It's amazing how the combustible you use can dramatically affect your fire. I
went to the desert for a friend's wedding, they used a type of local wood (it
had a name that people of another place use as a generic term for "wood"). The
fire looked like it was filmed in slow motion and smelled sweet. They'd then
take the embers somewhere on the sand and make a discus, put a type of local
bread filled with hot pepper, onions, etc. on the embers, cover the hole with
another layer of embers, and then add sand and let it cook like that. You'd
see the thing get bigger as it cooked.

It was one of the most delicious things I've ever tasted in my life. It opens
your appetite like crazy, as does the arid climate (very dry). Arid climates
are also amazing, you don't seem to get tired when you stay in those places as
opposed to the North where humidity can get the best of you.

------
Stratoscope
_Extra Virginity_ by Tom Mueller is a fun and informative book on olive oil.
He also runs a website called Truth in Olive Oil:

[http://www.truthinoliveoil.com/](http://www.truthinoliveoil.com/)

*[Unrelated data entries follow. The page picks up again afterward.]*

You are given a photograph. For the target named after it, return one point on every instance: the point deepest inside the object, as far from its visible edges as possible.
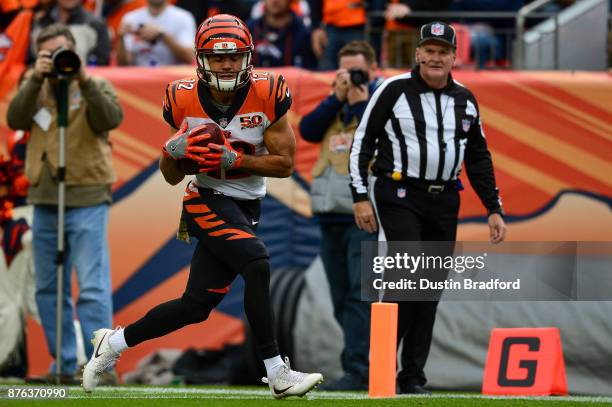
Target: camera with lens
(359, 77)
(66, 62)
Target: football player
(221, 206)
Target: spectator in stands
(93, 42)
(332, 124)
(281, 38)
(299, 7)
(335, 23)
(487, 45)
(159, 34)
(400, 28)
(238, 8)
(114, 10)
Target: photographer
(333, 124)
(93, 111)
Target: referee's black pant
(407, 211)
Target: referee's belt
(433, 187)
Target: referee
(418, 128)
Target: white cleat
(287, 382)
(102, 359)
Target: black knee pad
(256, 269)
(198, 309)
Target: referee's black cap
(438, 31)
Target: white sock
(272, 365)
(117, 341)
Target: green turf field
(246, 397)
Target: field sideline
(243, 397)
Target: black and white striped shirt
(414, 131)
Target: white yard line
(122, 392)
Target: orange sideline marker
(383, 352)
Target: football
(189, 166)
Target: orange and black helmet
(221, 35)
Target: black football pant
(408, 213)
(227, 246)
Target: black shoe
(413, 389)
(347, 382)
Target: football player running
(221, 206)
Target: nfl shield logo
(437, 29)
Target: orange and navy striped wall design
(550, 134)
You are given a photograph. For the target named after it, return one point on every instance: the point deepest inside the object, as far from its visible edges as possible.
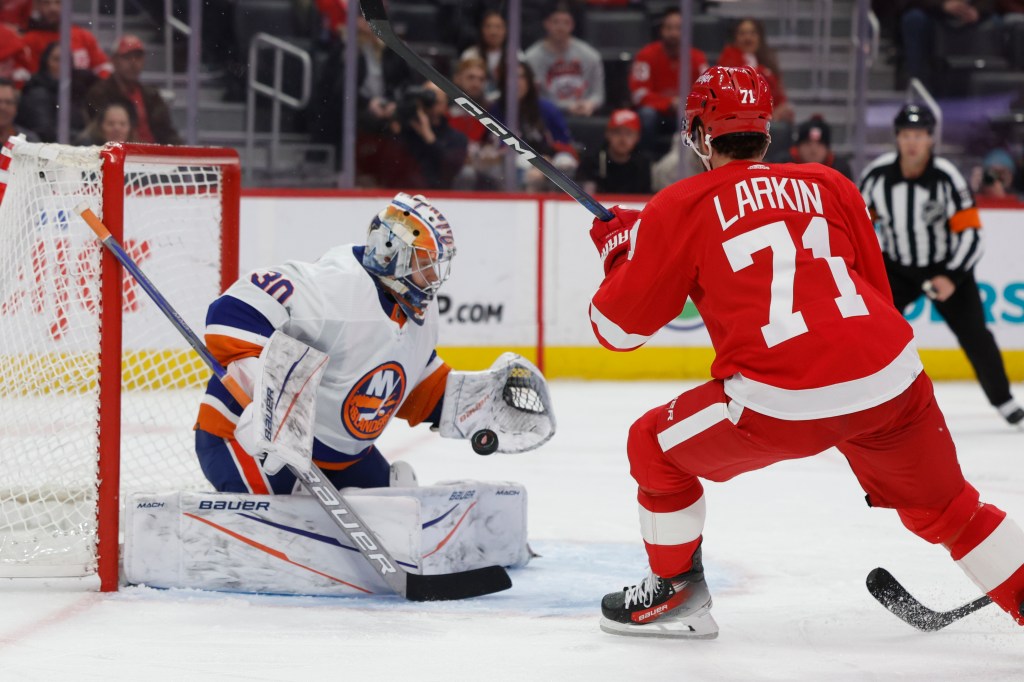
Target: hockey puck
(484, 441)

His page on supermarket olive oils has been really helpful for me - I haven't
gone wrong with any of his picks. In particular I've liked the California
Olive Ranch, Kirkland Signature Extra Virgin Toscano, and Trader Joe's Premium
100% Greek Kalamata.

Another Greek oil we picked up at random at Rockridge Market Hall in Oakland:
Terra Creta Early Harvest (November 2015). A bit more expensive than the ones
above, but very tasty!

------
ghshephard
You would think that if this is the case, that there would be a marketing
opportunity for either a retail chain, or a brand that kept strong control
over distribution, to market Olive Oil that was genuine, rather than
faked/adulterated crud.

Kind of sad to know when I go into the store, and see twenty-thirty different
brands of all sorts of quality (and prices) of Olive Oil - that most of it is
fake.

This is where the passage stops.